Question

A protein has been isolated as a salt with the formula Na20P (this notation means that there are 20 Na+ ions associated with a negatively charged protein P20−). The osmotic pressure of a 10.0 mL solution containing 0.207 g of the protein is 0.295 atm at 25.0°C. (a) Calculate the molar mass of the protein from these data. g/mol (b) Calculate the actual molar mass of the protein.

Answer 1

Answer:

a) 36,051.81 g/mol is the molar mass of the protein.
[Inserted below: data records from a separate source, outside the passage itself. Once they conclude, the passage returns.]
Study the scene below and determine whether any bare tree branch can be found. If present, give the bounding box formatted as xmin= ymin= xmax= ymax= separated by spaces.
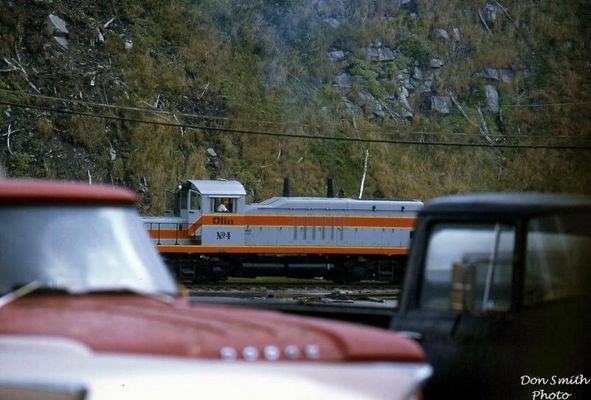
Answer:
xmin=478 ymin=9 xmax=493 ymax=34
xmin=359 ymin=148 xmax=370 ymax=199
xmin=449 ymin=90 xmax=494 ymax=145
xmin=493 ymin=0 xmax=514 ymax=22
xmin=2 ymin=124 xmax=22 ymax=156
xmin=477 ymin=106 xmax=494 ymax=145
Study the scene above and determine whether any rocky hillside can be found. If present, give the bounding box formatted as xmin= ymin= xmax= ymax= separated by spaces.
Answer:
xmin=1 ymin=0 xmax=590 ymax=213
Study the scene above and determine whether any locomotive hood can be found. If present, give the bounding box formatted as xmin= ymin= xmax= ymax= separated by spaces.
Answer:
xmin=0 ymin=295 xmax=424 ymax=363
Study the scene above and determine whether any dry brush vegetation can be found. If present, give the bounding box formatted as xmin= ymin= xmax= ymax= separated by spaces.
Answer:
xmin=0 ymin=0 xmax=589 ymax=213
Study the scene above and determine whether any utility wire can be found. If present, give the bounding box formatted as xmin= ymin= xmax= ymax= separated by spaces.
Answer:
xmin=503 ymin=101 xmax=591 ymax=108
xmin=2 ymin=99 xmax=590 ymax=150
xmin=1 ymin=89 xmax=590 ymax=140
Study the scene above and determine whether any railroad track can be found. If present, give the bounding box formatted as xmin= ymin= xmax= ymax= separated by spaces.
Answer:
xmin=186 ymin=280 xmax=400 ymax=303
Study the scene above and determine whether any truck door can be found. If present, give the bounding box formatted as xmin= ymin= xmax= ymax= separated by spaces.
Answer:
xmin=392 ymin=221 xmax=518 ymax=398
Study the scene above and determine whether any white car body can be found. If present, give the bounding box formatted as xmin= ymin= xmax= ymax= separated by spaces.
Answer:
xmin=0 ymin=335 xmax=431 ymax=400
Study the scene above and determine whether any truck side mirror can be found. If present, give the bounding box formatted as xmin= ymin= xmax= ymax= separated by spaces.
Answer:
xmin=450 ymin=262 xmax=476 ymax=314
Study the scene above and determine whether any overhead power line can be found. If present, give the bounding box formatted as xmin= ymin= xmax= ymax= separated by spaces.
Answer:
xmin=503 ymin=101 xmax=591 ymax=108
xmin=1 ymin=99 xmax=590 ymax=150
xmin=2 ymin=89 xmax=590 ymax=140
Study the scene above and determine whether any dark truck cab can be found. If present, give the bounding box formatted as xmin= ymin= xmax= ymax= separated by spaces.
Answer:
xmin=391 ymin=193 xmax=591 ymax=398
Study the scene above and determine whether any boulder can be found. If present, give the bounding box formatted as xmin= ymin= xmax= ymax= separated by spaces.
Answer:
xmin=419 ymin=79 xmax=433 ymax=92
xmin=355 ymin=90 xmax=385 ymax=119
xmin=333 ymin=73 xmax=367 ymax=91
xmin=365 ymin=46 xmax=396 ymax=62
xmin=475 ymin=67 xmax=499 ymax=81
xmin=328 ymin=50 xmax=345 ymax=62
xmin=48 ymin=14 xmax=69 ymax=35
xmin=366 ymin=47 xmax=380 ymax=62
xmin=379 ymin=47 xmax=396 ymax=61
xmin=398 ymin=87 xmax=413 ymax=118
xmin=342 ymin=97 xmax=362 ymax=117
xmin=413 ymin=66 xmax=423 ymax=80
xmin=485 ymin=84 xmax=499 ymax=113
xmin=53 ymin=36 xmax=69 ymax=51
xmin=207 ymin=147 xmax=217 ymax=157
xmin=485 ymin=67 xmax=499 ymax=80
xmin=436 ymin=29 xmax=449 ymax=40
xmin=431 ymin=95 xmax=452 ymax=114
xmin=430 ymin=58 xmax=444 ymax=68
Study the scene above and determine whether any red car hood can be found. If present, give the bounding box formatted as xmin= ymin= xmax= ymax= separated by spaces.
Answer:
xmin=0 ymin=295 xmax=423 ymax=363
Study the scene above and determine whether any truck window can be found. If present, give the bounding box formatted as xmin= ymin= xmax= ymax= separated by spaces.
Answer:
xmin=420 ymin=223 xmax=515 ymax=314
xmin=524 ymin=213 xmax=591 ymax=305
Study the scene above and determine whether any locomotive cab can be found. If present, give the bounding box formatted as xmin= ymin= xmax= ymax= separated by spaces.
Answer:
xmin=173 ymin=182 xmax=202 ymax=220
xmin=173 ymin=180 xmax=246 ymax=220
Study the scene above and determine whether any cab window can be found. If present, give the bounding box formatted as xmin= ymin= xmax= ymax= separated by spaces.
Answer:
xmin=420 ymin=223 xmax=515 ymax=314
xmin=177 ymin=189 xmax=189 ymax=213
xmin=189 ymin=191 xmax=200 ymax=211
xmin=212 ymin=197 xmax=235 ymax=213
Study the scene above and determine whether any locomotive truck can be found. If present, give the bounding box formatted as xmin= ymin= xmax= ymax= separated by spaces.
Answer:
xmin=143 ymin=179 xmax=423 ymax=283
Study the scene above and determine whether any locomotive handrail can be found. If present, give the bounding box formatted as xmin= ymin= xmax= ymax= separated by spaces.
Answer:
xmin=144 ymin=221 xmax=191 ymax=246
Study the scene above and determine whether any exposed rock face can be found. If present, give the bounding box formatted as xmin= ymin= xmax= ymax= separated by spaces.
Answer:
xmin=333 ymin=73 xmax=367 ymax=90
xmin=355 ymin=90 xmax=385 ymax=119
xmin=475 ymin=66 xmax=515 ymax=84
xmin=53 ymin=36 xmax=69 ymax=50
xmin=398 ymin=87 xmax=414 ymax=119
xmin=484 ymin=67 xmax=499 ymax=81
xmin=48 ymin=14 xmax=69 ymax=51
xmin=48 ymin=14 xmax=69 ymax=35
xmin=430 ymin=58 xmax=444 ymax=68
xmin=419 ymin=79 xmax=433 ymax=92
xmin=365 ymin=45 xmax=396 ymax=62
xmin=431 ymin=95 xmax=452 ymax=114
xmin=436 ymin=29 xmax=449 ymax=41
xmin=342 ymin=97 xmax=362 ymax=117
xmin=485 ymin=84 xmax=499 ymax=113
xmin=413 ymin=66 xmax=423 ymax=80
xmin=328 ymin=49 xmax=345 ymax=62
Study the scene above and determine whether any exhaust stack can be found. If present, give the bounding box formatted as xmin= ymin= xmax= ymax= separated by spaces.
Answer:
xmin=282 ymin=177 xmax=291 ymax=197
xmin=326 ymin=177 xmax=335 ymax=198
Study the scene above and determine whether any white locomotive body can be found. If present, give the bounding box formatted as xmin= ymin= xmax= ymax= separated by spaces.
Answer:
xmin=143 ymin=180 xmax=423 ymax=282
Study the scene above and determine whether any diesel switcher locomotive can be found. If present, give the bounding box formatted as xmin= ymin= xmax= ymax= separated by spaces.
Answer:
xmin=143 ymin=179 xmax=422 ymax=283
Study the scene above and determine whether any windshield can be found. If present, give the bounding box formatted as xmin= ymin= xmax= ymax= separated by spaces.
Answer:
xmin=0 ymin=206 xmax=178 ymax=295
b) The actual molar mass of the protein is 757,087.96 g/mol.

Explanation:

Osmotic pressure of the solution = $\pi = 0.295 atm$

Temperature of the solution , T= 25.0°C=25.0+273 K=298 K

Concentration of solution = C

van't Hoff factor = 20 +1 = 21

$\pi =iCRT$

$C=\frac{\pi }{iRT}=\frac{0.295 atm}{21\times 0.0821 atm L/mol K\times 298 K}$

$C=0.0005742 M$

Moles of protein = n

Volume of solution = V = 10.0 mL = 0.010 L

$C=\frac{n}{V(L)}$

$n=0.0005742 M\times 0.010 L=5.742\times 10^{-6}mol$

Mass of  protein = 0.207 g

Molar mass of protein = M

Moles of protein(n) = $\frac{0.207 g}{M}$

$M=\frac{0.207 g}{5.742\times 10^{-6}mol}=36,051.81 g/mol$

36,051.81 g/mol is the molar mass of the protein.

b)

Actual molar mass of protein = M'

van't hoff factor = 21

$i=\frac{M'}{M}$

$M'=21\times 36,051.81 g/mol=757,087.96 g/mol$

The actual molar mass of the protein is 757,087.96 g/mol.